Sandy Brown, an international ceramist, sculptor and painter from the UK, will lead an all day, hands on workshop and demonstration on July 15, followed by a slide presentation from 4 - 5 pm. Sandy, who was a lively demonstrator at NCECA a few years ago, will be showing her intuitive method of playing with clay and color. "Doodling, like spontaneity, sounds light yet is profound, as it requires an openness to whatever comes". Participants in the workshop will be invited to doodle and play. Please note that lunch will be pot luck.
"What I like to express is the immediacy and freshness of the making, so that the vigor and playfulness which I felt while doing it are present in the piece for you to experience. Art for me is fun. The forms are strong and simple, and are vehicles for doodling."

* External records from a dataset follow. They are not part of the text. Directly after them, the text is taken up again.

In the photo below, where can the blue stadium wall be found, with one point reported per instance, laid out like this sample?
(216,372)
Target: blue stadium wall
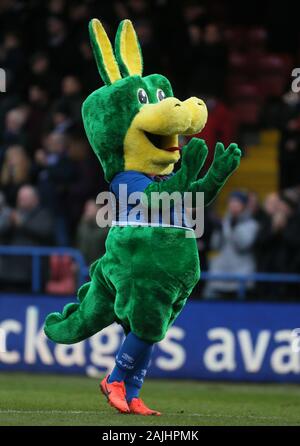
(210,341)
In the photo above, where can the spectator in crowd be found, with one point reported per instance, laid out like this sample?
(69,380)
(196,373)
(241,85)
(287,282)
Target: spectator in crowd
(55,172)
(234,243)
(14,132)
(277,242)
(30,225)
(90,237)
(5,215)
(15,172)
(38,102)
(254,206)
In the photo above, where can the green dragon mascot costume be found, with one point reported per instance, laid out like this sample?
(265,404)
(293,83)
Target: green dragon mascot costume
(149,269)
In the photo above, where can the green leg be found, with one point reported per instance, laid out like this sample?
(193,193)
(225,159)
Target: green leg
(79,321)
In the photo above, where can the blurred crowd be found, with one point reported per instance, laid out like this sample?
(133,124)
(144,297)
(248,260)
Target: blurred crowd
(48,171)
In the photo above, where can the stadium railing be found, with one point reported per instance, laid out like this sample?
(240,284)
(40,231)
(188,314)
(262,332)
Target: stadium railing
(36,252)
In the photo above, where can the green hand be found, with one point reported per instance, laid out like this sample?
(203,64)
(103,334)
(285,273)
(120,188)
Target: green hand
(193,157)
(225,160)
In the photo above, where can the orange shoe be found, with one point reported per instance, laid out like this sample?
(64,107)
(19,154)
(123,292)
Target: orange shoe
(138,407)
(116,394)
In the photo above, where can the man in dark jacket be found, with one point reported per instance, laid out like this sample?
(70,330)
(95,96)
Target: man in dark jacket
(30,225)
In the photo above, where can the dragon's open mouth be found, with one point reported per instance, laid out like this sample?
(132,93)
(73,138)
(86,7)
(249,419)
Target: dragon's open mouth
(163,142)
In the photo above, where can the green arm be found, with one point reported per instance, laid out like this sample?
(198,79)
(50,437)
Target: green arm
(224,164)
(193,158)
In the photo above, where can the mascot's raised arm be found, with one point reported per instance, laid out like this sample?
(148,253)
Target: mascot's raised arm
(150,268)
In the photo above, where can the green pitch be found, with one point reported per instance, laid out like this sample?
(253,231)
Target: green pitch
(63,400)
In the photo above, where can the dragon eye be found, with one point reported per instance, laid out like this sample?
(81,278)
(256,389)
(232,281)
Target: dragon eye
(142,96)
(160,94)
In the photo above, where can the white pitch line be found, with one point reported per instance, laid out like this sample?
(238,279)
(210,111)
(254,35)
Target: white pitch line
(86,412)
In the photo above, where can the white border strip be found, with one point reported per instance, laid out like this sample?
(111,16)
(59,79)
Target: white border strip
(152,225)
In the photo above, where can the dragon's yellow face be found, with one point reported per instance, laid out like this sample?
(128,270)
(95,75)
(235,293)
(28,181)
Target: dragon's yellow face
(151,142)
(133,122)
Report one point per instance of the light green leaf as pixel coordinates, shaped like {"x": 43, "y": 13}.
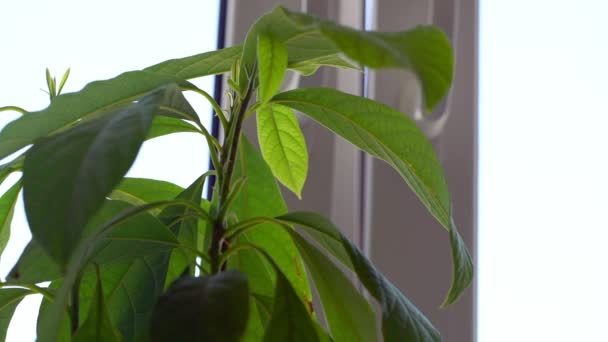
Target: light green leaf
{"x": 7, "y": 207}
{"x": 349, "y": 315}
{"x": 67, "y": 176}
{"x": 425, "y": 50}
{"x": 309, "y": 67}
{"x": 260, "y": 196}
{"x": 139, "y": 191}
{"x": 283, "y": 146}
{"x": 302, "y": 43}
{"x": 272, "y": 64}
{"x": 93, "y": 100}
{"x": 391, "y": 136}
{"x": 162, "y": 125}
{"x": 208, "y": 63}
{"x": 208, "y": 308}
{"x": 401, "y": 320}
{"x": 98, "y": 325}
{"x": 9, "y": 299}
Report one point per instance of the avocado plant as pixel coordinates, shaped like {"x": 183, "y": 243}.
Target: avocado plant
{"x": 133, "y": 259}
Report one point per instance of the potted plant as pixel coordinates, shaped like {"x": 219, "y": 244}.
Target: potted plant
{"x": 141, "y": 259}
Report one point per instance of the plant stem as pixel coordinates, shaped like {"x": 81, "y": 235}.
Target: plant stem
{"x": 75, "y": 309}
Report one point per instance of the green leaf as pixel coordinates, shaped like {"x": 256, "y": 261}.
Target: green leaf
{"x": 67, "y": 176}
{"x": 98, "y": 325}
{"x": 138, "y": 236}
{"x": 162, "y": 125}
{"x": 302, "y": 43}
{"x": 283, "y": 146}
{"x": 391, "y": 136}
{"x": 401, "y": 320}
{"x": 93, "y": 100}
{"x": 9, "y": 299}
{"x": 208, "y": 308}
{"x": 309, "y": 67}
{"x": 260, "y": 196}
{"x": 7, "y": 207}
{"x": 208, "y": 63}
{"x": 425, "y": 50}
{"x": 272, "y": 64}
{"x": 139, "y": 191}
{"x": 349, "y": 315}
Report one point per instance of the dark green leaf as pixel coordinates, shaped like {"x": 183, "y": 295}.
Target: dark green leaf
{"x": 425, "y": 50}
{"x": 138, "y": 191}
{"x": 9, "y": 299}
{"x": 93, "y": 100}
{"x": 209, "y": 308}
{"x": 7, "y": 207}
{"x": 391, "y": 136}
{"x": 401, "y": 320}
{"x": 163, "y": 125}
{"x": 283, "y": 146}
{"x": 302, "y": 43}
{"x": 208, "y": 63}
{"x": 272, "y": 64}
{"x": 67, "y": 176}
{"x": 309, "y": 67}
{"x": 261, "y": 196}
{"x": 349, "y": 315}
{"x": 382, "y": 132}
{"x": 98, "y": 325}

This workshop is in conjunction with Brown's solo exhibition at Lacoste Gallery, opening the following day and ending August 3rd.
To register for this workshop, email a completed registration form to firstname.lastname@example.org and send check to:
219 Western Ave., Allston MA 02134
Fees: For those currently enrolled in the Summer Term: $25
For those not enrolled: $50
In my twenties, I lived in Japan for five years and first encountered clay there. I loved the possibilities inherent in its tactile immediacy. The forms are simple, clear and strong, with a generosity of material and a healthy robustness- finger marks and all.
I am currently combining (into one clay body) a rich, earthy dark clay body and a light, white porcelain. Together they act as a delicate clear canvas for the colored glazes. It is as if body and soul are one. The pieces are not complete until they are painted; that is when their identity becomes clear. Sometimes I paint with colored clay, inserting layers as on the big dishes and the tall forms, so that the rich earth contrasts with the blooming colors.
I also paint with colored glazes, using the palette of oxides available at high temperatures. I love the contrast of the rich, inky cobalt blue against the soft peach, or the drunken intensity of manganese with a blushy pink against the translucent depths of copper oxide green. It is a palette in which the character of the glazes is as important as the color. Above all, what I want to show is the joy in the freedom of the moment; that you will be as exhilarated as I was.